Par un mémoire en défense enregistré le 21 août 2025, la commune d’Arès, représenté par Me Bernadou, conclut au rejet de la requête, et à ce qu’il soit mis à la charge de l’association Réalités une somme de 3 000 euros sur le fondement de l’article L. 761-1 du code de justice administrative.
Elle soutient que :
— la requête est irrecevable en ce que le président de l’association n’a pas qualité pour agir puisque seule l’assemblée générale peut régulièrement engager une action contentieuse ;
— la condition d’urgence n’est pas remplie ;
— aucun des moyens n’est propre à créer un doute sérieux sur la légalité de la décision contestée :
* la décision est motivée ;
* la décision ne traduit aucune volonté discriminatoire ;
* le forum des associations est destiné au seul accueil des associations communales à vocation sportive, culturelle, caritative et économique, parmi lesquelles ne s’inscrit pas l’association requérante qui est à nature purement politique ;
* la décision attaquée garantit le respect du principe de neutralité en période de réserve électorale puisque cette association est politique.
Vu :
— les autres pièces du dossier ;
— la requête enregistrée le 28 juillet 2025 sous le n° 2505009 par laquelle l’association Réalités demande l’annulation de la décision attaquée.
Vu :
— le code général des collectivités territoriales ;
— le code des relations entre le public et l’administration ;
— le code de justice administrative.
Les parties ont été régulièrement averties du jour de l’audience.

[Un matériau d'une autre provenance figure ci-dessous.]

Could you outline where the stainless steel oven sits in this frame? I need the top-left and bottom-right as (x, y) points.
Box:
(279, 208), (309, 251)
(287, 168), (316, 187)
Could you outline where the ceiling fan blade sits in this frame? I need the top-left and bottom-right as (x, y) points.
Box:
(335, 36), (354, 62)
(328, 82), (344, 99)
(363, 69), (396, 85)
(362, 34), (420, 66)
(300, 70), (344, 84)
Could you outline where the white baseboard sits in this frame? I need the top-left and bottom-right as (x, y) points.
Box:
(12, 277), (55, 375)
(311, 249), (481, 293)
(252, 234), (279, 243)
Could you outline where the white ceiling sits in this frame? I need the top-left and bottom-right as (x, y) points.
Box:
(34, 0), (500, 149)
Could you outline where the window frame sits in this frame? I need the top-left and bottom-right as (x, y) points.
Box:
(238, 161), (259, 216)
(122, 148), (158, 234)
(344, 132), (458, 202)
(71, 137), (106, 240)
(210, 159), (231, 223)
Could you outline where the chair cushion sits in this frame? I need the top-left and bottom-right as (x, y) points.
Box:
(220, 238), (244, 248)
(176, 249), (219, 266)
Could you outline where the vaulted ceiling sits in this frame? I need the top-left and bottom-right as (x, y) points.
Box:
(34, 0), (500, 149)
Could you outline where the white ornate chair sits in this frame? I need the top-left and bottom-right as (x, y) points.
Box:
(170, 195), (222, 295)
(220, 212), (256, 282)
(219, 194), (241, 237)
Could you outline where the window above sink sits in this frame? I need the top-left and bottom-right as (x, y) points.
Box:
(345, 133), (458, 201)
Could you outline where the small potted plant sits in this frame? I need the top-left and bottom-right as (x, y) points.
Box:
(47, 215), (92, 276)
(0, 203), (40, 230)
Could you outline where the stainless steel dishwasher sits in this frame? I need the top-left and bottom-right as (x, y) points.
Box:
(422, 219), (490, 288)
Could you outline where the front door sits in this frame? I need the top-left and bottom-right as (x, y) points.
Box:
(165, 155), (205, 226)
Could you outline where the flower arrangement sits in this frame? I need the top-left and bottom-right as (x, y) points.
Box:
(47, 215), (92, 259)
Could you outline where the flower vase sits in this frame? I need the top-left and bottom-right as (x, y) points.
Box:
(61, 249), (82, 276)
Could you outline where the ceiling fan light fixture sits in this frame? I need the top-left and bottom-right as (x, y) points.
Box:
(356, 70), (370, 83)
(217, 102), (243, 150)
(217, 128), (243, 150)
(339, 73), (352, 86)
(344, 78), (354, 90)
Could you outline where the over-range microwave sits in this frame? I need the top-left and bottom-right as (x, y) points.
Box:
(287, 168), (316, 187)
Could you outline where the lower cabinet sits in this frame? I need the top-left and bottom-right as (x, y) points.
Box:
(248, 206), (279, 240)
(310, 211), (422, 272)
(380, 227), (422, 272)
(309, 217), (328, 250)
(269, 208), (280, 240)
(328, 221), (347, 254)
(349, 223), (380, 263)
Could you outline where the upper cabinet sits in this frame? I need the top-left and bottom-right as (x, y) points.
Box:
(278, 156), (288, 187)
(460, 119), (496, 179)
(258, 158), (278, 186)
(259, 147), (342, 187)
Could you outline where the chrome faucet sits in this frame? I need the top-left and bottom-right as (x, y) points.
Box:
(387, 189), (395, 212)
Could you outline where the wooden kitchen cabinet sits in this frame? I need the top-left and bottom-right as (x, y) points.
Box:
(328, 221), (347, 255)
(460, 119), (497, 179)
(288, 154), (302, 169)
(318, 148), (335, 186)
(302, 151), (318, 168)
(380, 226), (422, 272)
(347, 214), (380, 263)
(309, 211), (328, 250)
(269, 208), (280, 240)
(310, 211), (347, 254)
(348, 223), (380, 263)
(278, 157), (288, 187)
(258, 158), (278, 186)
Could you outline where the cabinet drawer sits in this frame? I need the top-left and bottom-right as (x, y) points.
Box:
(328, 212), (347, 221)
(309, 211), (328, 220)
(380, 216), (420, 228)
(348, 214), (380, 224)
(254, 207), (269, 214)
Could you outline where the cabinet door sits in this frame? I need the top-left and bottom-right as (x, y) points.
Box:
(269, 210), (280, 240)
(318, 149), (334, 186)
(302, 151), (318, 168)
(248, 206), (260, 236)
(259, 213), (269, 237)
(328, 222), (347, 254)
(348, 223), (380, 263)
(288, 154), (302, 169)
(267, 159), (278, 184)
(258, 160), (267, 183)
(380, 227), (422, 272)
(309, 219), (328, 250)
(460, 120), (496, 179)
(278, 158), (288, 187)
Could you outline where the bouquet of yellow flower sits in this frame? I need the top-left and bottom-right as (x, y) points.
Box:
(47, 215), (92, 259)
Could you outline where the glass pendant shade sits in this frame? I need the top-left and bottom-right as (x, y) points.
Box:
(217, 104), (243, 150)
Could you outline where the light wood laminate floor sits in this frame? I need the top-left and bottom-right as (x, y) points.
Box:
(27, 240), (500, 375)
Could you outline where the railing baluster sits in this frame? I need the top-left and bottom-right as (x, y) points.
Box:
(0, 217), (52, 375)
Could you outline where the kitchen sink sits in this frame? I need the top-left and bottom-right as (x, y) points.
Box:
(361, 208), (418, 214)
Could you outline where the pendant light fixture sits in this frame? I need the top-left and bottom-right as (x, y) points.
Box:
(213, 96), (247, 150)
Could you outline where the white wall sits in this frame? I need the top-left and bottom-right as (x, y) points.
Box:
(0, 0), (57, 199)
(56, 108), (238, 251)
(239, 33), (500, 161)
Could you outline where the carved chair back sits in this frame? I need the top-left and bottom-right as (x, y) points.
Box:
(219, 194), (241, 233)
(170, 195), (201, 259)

Ont été entendus au cours de l’audience publique du 26 août 2025 :
— le rapport de M. Cornevaux,
— les observations de Me Chambord, représentant l’association requérante, qui reprend ses écritures ; il ajoute notamment qu’interdire une association de participer au forum annuel des associations au seul motif qu’elle serait politique porte atteinte au principe de neutralité du service public ; que la décision n’est pas fondée sur un critère objectif lié au périmètre de l’événement et méconnaît le principe de non-discrimination ; contrairement à ce qu’a estimé le maire, l’objet social de l’association est en tout état de cause conforme à l’objet du forum tel que déclaré dans la décision,
— et les observations de Me Raddatz, substituant Me Bernadou, représentant la commune d’Arès, qui précise ses écritures ; il oppose une fin de non-recevoir tirée de l’irrecevabilité de la requête en tant qu’elle est formée par la trésorière de l’association qui ne possède aucune habilitation pour ce faire et par conséquent il peut être opposé un défaut d’intérêt à agir de ce dernier ; en tout état de cause il convient de faire prévaloir l’esprit apolitique du forum ; il fait valoir qu’aucun texte n’impose d’organiser par une délibération le forum des associations, l’importante communication institutionnelle suffit à comprendre que cette manifestation se veut ludique et récréative et non pas politique.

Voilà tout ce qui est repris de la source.